Mr. Scott revealed more about the Government’s pricing strategy for the historic offering.

He said that on Monday this week, the Government took advantage of a positive market window by “whispering” a price range of US Treasury 10-year bill rate plus around 275 basis points (2.75 percentage points), generating a more than $1.5 billion order book by market close in the US.

”Based on this strong early market response, the transaction was left open overnight for Asia, Europe and Bermuda at a revised, tighter price range of 262.5 basis points over US, which generated more than $1 billion in additional demand.

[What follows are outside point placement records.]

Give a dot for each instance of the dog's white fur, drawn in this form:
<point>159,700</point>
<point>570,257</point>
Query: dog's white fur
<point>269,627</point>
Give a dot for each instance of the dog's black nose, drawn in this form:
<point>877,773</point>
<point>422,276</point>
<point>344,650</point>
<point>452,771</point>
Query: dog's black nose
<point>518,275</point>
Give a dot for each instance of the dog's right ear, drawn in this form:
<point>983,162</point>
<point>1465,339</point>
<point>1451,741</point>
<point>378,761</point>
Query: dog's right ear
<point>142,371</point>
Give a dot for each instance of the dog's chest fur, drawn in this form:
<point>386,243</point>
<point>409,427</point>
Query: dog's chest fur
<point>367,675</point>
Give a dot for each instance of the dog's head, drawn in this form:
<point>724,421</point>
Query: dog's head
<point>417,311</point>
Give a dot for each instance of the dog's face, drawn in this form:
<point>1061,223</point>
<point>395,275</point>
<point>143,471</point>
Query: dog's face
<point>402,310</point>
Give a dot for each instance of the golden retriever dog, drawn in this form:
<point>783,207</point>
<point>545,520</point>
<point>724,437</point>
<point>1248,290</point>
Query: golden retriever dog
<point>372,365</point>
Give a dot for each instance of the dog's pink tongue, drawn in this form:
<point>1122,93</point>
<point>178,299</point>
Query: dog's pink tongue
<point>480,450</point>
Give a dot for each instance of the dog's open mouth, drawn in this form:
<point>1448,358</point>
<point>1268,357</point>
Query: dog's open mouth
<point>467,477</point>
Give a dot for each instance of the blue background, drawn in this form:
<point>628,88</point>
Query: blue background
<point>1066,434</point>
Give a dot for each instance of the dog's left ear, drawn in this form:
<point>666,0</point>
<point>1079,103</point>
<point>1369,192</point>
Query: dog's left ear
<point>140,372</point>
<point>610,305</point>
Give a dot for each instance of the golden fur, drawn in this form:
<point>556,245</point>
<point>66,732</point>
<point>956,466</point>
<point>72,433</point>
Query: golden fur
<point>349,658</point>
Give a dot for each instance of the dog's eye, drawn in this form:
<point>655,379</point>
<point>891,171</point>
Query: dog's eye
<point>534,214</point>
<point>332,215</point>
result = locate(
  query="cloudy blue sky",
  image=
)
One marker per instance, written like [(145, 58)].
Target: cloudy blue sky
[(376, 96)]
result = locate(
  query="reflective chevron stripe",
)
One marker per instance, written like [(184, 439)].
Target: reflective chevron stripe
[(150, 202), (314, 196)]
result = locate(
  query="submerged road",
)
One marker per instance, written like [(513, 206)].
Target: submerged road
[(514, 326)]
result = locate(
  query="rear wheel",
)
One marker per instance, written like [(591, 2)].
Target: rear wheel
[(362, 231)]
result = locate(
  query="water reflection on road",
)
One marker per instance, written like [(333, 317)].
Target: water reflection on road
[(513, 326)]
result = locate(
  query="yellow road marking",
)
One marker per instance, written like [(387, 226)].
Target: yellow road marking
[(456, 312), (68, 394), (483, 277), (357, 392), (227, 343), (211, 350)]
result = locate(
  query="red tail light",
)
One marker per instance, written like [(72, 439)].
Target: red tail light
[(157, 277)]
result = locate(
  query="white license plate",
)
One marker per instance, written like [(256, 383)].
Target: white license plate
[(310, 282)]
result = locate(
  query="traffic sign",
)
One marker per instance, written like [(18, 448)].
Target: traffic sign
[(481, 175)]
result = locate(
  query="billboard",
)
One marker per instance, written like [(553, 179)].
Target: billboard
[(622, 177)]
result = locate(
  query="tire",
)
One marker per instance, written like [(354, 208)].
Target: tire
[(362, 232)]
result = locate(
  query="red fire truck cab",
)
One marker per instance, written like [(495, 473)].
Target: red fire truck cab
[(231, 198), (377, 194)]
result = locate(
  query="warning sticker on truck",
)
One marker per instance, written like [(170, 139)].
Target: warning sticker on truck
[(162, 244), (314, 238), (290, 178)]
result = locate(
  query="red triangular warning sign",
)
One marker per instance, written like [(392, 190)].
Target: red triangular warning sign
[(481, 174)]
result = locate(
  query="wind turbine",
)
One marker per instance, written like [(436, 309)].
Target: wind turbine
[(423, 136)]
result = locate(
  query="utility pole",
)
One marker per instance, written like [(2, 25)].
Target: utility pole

”With an order book approaching $2.5 billion, the Government proceeded to launch and price the deal on Tuesday, July 13, at a revised price of T+250 basis points, the tightest end of guidance,” Mr. Scott added.

Fitch, which yesterday rated the bonds AA+, said in its commentary: “Bermuda’s creditworthiness is underpinned by a high per capita income of over $94,000, low public debt burden and effective management of the business and economic environment. Moreover, Bermuda’s well-established reputation as a domicile of choice for (re) insurance and financial services companies provides a basis for sustainable economic growth.”

But Fitch warned: “Such credit strengths, however, are counterbalanced by the island’s lack of economic diversification and small size, which curbs the capacity to absorb extreme shocks relative to other high-grade sovereigns.

"Policy flexibility is limited by the lack of ‘reserve currency’ status and a lender of last resort to the financial sector, as well as a limited scope to incur and fund large fiscal deficits.”